Pour le CEO de Luminus, il est "essentiel de relancer l'économie mais pas les émissions de CO2"

07 août 2020 à 07:27 - mise à jour 07 août 2020 à 07:38Temps de lecture3 min
Par RTBF

À Tourpes, sur le parc éolien de Leuze-en-Hainaut, en Wallonie picarde trois nouvelles éoliennes entreront en service d’ici à la fin de l’année. Le chantier entre en phase finale. Production estimée de ces trois nouvelles éoliennes : un peu moins de 20 gigawatts heures par an, l’équivalent estimé de la consommation électrique d’un peu moins de 10.000 ménages.

Sur papier, c’est donc un projet local qui peut sembler anecdotique au regard de l’échelle wallonne ou belge de production d’électricité. Mais c’est l’occasion de faire un point sur l’éolien avec Grégoire Dallemagne, CEO de Luminus. Nous avons rencontré le patron de la filiale belge du groupe énergétique français EDF sur le chantier éolien de Tourpes.

Les éoliennes installées à Tourpes sont de dernière génération. Qu’est-ce qui change concrètement ?

Grégoire Dallemagne : "Elles permettent de produire plus d’électricité avec le régime de vent que nous rencontrons ici que les éoliennes qui ont été installées précédemment. Elles permettent aussi de le produire moins cher. Chaque mégawattheure produit coûte moins cher. Il coûte aussi moins cher en soutien sous forme de certificats verts, ce qui est donc positif pour tout le monde en Wallonie.

Ce projet est illustratif de la relance verte

Je crois que ce projet est aussi illustratif de la relance verte à laquelle nous souhaitons participer. Relance verte par laquelle il me semble essentiel, après les difficultés connues avec la crise du Covid-19, de relancer l’économie, mais pas les émissions de CO2. Créer un avenir énergétique neutre en CO2 qui puisse concilier préservation de la planète, bien-être humain et développement économique."

Vous parlez d’un avenir vert, d’un mix énergétique qui devrait être de plus en plus décarboné. L’éolien, aujourd’hui, ne fait toujours pas l’unanimité, notamment parce qu’il coûte encore plus cher que d’autres sources d’énergie, le nucléaire par exemple pour ne pas le citer.

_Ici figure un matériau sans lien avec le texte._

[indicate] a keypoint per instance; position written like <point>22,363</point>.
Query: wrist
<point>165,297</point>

Grégoire Dallemagne : "Je ne pense pas qu’il faille opposer une énergie décarbonée à une autre énergie décarbonée. La vraie bataille, c’est d’éradiquer le fait de brûler le charbon. L’énergie qui produit et qui émet le plus de CO2, c’est le charbon.

Au niveau mondial, notre enjeu est d’arrêter de brûler du charbon

Au niveau mondial, notre enjeu est d’arrêter de brûler du charbon. Toutes les sources d’électricité produites sans émettre de CO2 seront impérativement nécessaires pour produire cette électricité dont nous avons besoin pour créer cet avenir économique auquel nous aspirons, qui préserve à la fois le confort et la préservation de la planète."

Au niveau mondial, arrêter effectivement de brûler du charbon. Au niveau belge, l’éolien, c’est quoi ? C’est 10-11% de la production d’électricité consommée ? Ce n’est pas encore mirobolant.

Grégoire Dallemagne : "Je dirais effectivement qu’au niveau mondial il faut éradiquer le charbon. La Belgique est intégrée dans une plaque énergétique plus large qui inclut l’Allemagne et les pays avoisinants, et il faut donc toujours avoir en tête que le mixe énergétique est une réalité qui dépasse les frontières nationales.

Nous avons l’ambition de doubler la puissance de notre parc éolien

Ensuite, je suis d’accord avec vous, l’éolien représente certainement aujourd’hui un pourcentage trop faible de la production d’électricité, mais nous travaillons avec vigueur à augmenter cette part. Ces quatre dernières années, nous avons doublé notre parc éolien chez Luminus, et à l’avenir, nous avons l’ambition de continuer à développer au même rythme, et probablement de doubler encore la puissance installée de notre parc qui fait déjà aujourd’hui 500 mégawatts."

La Belgique a atteint depuis trois mois une capacité installée de plus de 1700 mégawatts pour l’éolien en mer, l’éolien offshore, ce qui le place à la quatrième place mondiale dans cette catégorie — plutôt pas mal. Sauf qu’au global, avec grosso modo seulement 11% de l’éolien dans sa production électrique, la Belgique fait plutôt partie des mauvais élèves au niveau européen.